I suspect this is more of a “theory” question than a technical one. I just stumbled across the Orangeline RESC rescaler module and find it quite helpful for re-quantizing sequences to new scales. It does what I expect it to do when I feed it a “source scale” in the SCALE port and a “target scale” in the TARGET SCALE port. But I don’t really understand the intent of the TARGET CHILD port. From the documentation:
- IN input: [polyphonic] Pitch given in the source scale to transpose to the target scale.

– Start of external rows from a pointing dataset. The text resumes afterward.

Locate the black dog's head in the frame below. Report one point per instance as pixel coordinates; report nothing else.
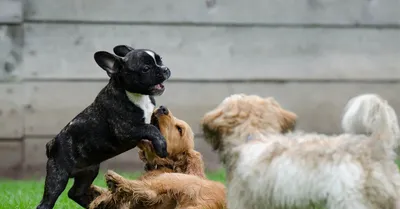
(139, 70)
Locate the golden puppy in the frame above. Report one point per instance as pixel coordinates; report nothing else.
(166, 183)
(269, 169)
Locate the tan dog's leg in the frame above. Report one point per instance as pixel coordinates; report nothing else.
(136, 190)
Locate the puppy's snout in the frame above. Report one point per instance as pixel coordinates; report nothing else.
(163, 110)
(165, 71)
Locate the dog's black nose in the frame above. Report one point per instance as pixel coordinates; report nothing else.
(166, 72)
(163, 110)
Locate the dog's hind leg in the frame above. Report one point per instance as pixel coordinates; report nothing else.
(82, 192)
(55, 183)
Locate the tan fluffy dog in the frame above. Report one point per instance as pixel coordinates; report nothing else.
(269, 169)
(166, 184)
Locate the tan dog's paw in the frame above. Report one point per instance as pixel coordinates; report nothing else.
(112, 180)
(97, 190)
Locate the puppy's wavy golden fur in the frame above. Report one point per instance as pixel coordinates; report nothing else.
(177, 181)
(268, 168)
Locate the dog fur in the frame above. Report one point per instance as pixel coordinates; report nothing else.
(177, 181)
(115, 122)
(269, 169)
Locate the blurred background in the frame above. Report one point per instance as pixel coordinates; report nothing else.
(311, 55)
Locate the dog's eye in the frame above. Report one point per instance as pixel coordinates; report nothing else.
(179, 129)
(146, 69)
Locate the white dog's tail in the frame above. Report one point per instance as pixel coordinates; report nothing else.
(369, 114)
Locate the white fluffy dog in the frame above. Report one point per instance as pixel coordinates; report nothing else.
(269, 169)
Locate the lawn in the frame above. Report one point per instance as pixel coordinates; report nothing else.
(26, 194)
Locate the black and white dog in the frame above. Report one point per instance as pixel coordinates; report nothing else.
(115, 122)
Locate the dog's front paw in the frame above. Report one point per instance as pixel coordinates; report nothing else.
(112, 180)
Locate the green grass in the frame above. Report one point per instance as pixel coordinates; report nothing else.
(26, 194)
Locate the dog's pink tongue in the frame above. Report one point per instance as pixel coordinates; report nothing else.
(159, 86)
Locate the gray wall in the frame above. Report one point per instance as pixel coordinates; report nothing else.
(311, 55)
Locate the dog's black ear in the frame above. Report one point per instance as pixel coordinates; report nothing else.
(122, 50)
(109, 62)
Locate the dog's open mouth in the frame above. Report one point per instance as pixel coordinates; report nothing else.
(159, 87)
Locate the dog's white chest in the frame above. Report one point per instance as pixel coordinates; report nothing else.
(144, 102)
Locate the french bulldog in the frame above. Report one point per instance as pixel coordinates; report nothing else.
(115, 122)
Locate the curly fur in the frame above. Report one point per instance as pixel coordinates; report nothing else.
(178, 182)
(300, 170)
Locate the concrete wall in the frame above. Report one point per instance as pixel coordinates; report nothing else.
(311, 55)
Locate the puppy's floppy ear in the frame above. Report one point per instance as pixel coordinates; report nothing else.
(109, 62)
(122, 50)
(195, 164)
(288, 121)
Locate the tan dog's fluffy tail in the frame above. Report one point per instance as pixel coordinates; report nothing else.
(369, 114)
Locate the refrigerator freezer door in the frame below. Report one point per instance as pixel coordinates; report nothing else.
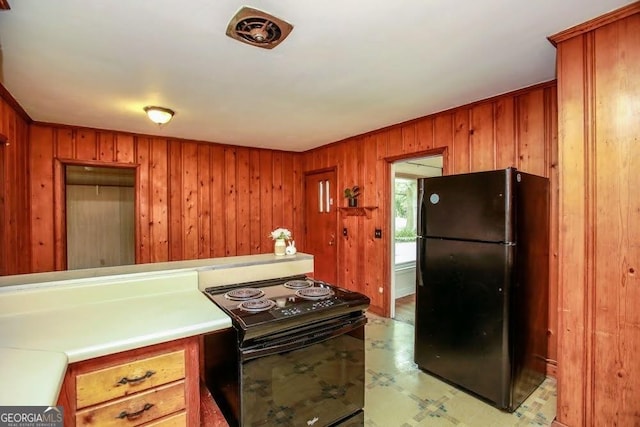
(474, 206)
(461, 320)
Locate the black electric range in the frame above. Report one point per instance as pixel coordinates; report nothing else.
(265, 307)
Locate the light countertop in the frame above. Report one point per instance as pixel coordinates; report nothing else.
(63, 319)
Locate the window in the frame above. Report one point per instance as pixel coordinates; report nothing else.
(406, 212)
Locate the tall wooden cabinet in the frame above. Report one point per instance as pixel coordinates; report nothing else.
(599, 206)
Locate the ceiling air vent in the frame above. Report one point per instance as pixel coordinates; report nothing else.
(258, 28)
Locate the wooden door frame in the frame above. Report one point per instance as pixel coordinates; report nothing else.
(60, 205)
(386, 209)
(333, 169)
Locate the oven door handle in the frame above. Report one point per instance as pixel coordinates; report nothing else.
(296, 342)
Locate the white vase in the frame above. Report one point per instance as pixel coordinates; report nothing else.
(279, 247)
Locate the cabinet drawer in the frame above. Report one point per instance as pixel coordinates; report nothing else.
(135, 410)
(174, 420)
(122, 380)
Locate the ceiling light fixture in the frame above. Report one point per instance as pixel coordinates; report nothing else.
(159, 115)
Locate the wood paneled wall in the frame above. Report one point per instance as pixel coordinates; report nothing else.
(194, 200)
(517, 129)
(15, 237)
(599, 243)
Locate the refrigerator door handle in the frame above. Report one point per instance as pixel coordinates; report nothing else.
(420, 257)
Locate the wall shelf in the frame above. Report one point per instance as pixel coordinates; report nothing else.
(358, 211)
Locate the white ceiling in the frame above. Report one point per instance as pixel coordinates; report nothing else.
(348, 67)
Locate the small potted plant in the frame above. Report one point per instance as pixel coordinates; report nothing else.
(351, 194)
(280, 236)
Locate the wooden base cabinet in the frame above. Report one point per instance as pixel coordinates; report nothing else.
(151, 386)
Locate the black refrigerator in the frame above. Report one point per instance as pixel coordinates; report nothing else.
(482, 282)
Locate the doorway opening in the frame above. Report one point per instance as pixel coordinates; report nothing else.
(405, 174)
(100, 216)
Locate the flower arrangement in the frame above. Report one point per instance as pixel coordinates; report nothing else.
(281, 233)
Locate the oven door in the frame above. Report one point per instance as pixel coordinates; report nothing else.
(315, 379)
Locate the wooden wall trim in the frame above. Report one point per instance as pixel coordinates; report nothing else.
(9, 99)
(590, 223)
(595, 23)
(121, 133)
(515, 93)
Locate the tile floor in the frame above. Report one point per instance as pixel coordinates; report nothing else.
(399, 394)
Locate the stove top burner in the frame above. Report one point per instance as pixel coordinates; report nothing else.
(244, 294)
(298, 284)
(256, 305)
(314, 293)
(264, 307)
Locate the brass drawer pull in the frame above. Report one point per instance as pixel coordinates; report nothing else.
(126, 380)
(134, 415)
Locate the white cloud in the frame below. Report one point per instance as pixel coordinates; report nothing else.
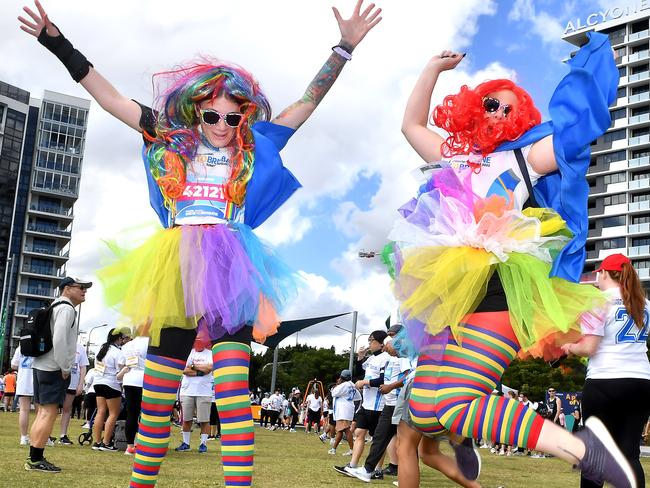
(354, 132)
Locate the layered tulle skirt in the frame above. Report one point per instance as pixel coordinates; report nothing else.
(449, 242)
(218, 278)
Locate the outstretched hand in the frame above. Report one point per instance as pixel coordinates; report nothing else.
(39, 20)
(354, 29)
(447, 60)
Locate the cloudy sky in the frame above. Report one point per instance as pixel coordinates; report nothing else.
(350, 156)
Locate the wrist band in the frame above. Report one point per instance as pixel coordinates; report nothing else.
(338, 49)
(75, 62)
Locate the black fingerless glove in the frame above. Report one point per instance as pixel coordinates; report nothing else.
(75, 62)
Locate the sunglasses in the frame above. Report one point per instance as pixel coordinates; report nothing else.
(492, 105)
(212, 117)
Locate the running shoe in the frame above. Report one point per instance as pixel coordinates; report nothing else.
(65, 441)
(44, 466)
(603, 460)
(468, 458)
(183, 448)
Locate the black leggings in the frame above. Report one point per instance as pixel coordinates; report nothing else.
(623, 405)
(133, 396)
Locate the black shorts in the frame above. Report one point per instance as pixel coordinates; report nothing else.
(105, 391)
(49, 387)
(367, 419)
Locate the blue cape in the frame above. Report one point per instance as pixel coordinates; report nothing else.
(580, 114)
(270, 186)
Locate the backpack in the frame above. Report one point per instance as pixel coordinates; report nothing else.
(36, 334)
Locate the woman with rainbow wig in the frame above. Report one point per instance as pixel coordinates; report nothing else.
(211, 151)
(486, 260)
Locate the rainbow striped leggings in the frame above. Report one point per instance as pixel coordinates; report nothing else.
(452, 389)
(162, 377)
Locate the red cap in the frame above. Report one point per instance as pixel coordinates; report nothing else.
(614, 262)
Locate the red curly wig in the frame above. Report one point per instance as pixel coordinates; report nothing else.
(463, 117)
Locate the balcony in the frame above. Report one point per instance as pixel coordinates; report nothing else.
(48, 251)
(638, 206)
(42, 270)
(639, 97)
(637, 56)
(637, 119)
(637, 162)
(644, 75)
(52, 210)
(638, 35)
(639, 250)
(37, 290)
(46, 229)
(638, 228)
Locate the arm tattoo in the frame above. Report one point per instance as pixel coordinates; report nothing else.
(320, 85)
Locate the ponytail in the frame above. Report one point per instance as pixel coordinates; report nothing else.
(632, 292)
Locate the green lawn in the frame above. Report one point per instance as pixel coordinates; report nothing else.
(283, 460)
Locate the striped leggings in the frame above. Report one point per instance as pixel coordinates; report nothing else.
(452, 389)
(162, 377)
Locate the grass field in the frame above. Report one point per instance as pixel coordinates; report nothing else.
(282, 460)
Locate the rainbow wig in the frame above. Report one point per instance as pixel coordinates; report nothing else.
(463, 117)
(177, 137)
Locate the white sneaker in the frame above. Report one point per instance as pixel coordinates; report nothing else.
(359, 473)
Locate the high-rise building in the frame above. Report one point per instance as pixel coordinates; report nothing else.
(41, 153)
(619, 174)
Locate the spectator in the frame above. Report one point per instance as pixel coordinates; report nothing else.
(24, 391)
(10, 390)
(264, 410)
(294, 405)
(343, 395)
(131, 375)
(52, 370)
(393, 377)
(617, 387)
(314, 406)
(77, 375)
(108, 389)
(196, 394)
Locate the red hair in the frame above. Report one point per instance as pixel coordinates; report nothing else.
(463, 117)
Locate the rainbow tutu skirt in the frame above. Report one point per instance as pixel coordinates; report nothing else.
(449, 242)
(218, 278)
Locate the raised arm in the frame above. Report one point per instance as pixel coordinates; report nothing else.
(80, 69)
(353, 30)
(416, 116)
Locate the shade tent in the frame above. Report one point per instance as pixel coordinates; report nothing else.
(289, 327)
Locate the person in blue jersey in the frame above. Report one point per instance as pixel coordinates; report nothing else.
(617, 387)
(212, 156)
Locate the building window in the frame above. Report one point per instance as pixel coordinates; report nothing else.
(614, 199)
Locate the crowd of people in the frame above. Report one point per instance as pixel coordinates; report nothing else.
(485, 260)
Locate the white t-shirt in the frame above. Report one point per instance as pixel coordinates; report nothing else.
(314, 403)
(396, 370)
(204, 199)
(374, 366)
(25, 378)
(622, 352)
(106, 370)
(499, 173)
(343, 396)
(198, 385)
(80, 359)
(134, 353)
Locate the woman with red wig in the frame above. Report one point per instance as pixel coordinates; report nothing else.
(487, 257)
(617, 388)
(212, 157)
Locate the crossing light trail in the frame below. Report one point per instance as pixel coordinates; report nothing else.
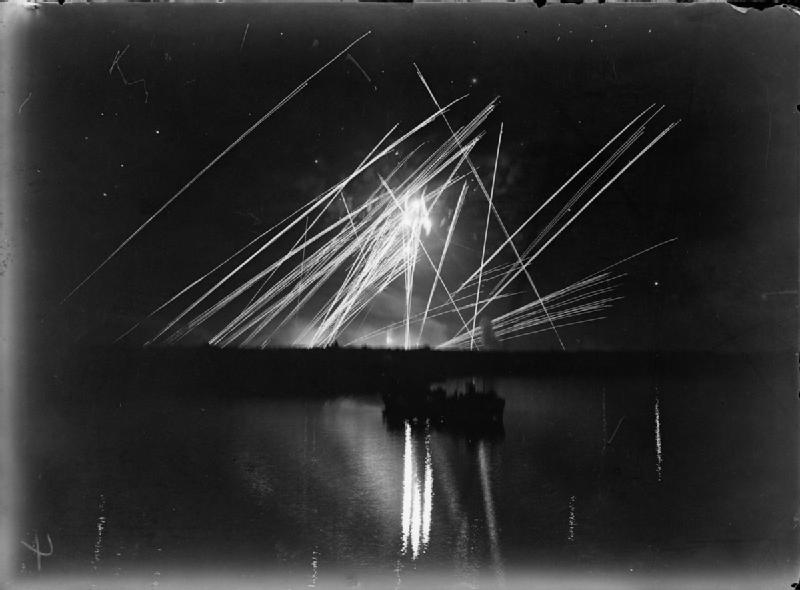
(211, 164)
(398, 235)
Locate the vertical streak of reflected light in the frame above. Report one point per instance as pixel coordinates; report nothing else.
(571, 529)
(314, 568)
(658, 440)
(417, 496)
(427, 497)
(408, 474)
(488, 504)
(416, 521)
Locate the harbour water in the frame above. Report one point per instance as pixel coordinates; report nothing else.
(645, 477)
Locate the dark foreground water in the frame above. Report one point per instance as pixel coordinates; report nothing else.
(645, 481)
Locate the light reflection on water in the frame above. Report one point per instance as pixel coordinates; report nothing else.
(312, 484)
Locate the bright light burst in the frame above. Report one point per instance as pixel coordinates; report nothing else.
(335, 270)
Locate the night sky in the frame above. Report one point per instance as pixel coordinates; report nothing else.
(97, 157)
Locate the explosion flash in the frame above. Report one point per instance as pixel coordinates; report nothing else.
(335, 271)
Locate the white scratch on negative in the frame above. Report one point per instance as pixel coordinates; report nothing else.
(24, 102)
(244, 36)
(115, 65)
(358, 65)
(658, 440)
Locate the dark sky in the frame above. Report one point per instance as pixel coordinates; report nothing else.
(95, 158)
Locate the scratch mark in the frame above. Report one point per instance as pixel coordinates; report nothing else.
(613, 434)
(778, 293)
(658, 440)
(769, 138)
(571, 522)
(244, 36)
(216, 159)
(24, 102)
(37, 551)
(115, 65)
(358, 65)
(101, 523)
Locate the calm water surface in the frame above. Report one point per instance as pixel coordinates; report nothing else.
(649, 475)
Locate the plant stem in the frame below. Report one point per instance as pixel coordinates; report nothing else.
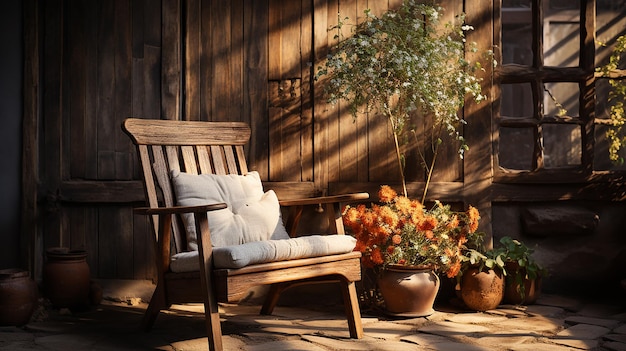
(397, 145)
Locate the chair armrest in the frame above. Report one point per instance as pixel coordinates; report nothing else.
(331, 207)
(179, 209)
(325, 199)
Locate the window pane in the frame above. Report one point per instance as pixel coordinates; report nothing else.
(516, 100)
(561, 99)
(517, 32)
(601, 161)
(562, 145)
(516, 148)
(561, 31)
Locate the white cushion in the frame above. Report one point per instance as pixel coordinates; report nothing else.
(267, 251)
(251, 215)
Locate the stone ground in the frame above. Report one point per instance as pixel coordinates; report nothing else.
(555, 323)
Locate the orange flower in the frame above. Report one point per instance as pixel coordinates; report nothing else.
(396, 239)
(403, 205)
(398, 230)
(473, 217)
(428, 223)
(454, 222)
(429, 234)
(454, 270)
(386, 194)
(376, 256)
(389, 217)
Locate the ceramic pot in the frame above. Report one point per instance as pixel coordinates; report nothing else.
(482, 291)
(513, 290)
(409, 291)
(18, 297)
(66, 279)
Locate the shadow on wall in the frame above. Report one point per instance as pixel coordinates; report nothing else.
(11, 112)
(582, 245)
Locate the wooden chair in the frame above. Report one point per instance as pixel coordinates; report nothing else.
(217, 148)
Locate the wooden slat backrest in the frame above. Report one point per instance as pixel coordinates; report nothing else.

- SCALE[Cmaj] input: [polyphonic] Source Scale. The channels contains the pitches of the scale.
- TARGET SCALE input: [polyphonic] Target Scale. The channels contains the pitches of the scale.
- TARGET CHILD input: [polyphonic] Child of Target Scale to use as effective Target Scale. The channels contains the pitches of the scale.
- OUT BASE ROOT: [polyphonic] Transposed pitch based on the Root TARGET SCALE without respecting the TARGET CHILD input.
- OUT BASE CHILD: [polyphonic] Transposed pitch based on the TARGET child SCALE respecting the TARGET CHILD input.
- CHILD SCALE: [polyphonic] Pitches of the TARGET child SCALE (TARGET root Scale rotated by TARGET CHILD.
I’ve not run across the term “child of a scale” in my readings about theory. It seems to behave identically to the TARGET scale. So I can think of it as a alternate scale that the module is making available at the same time a the TARGET scale. But the term CHILD makes me think I’m missing something fundamental in how the target and child are intended to be related. Help?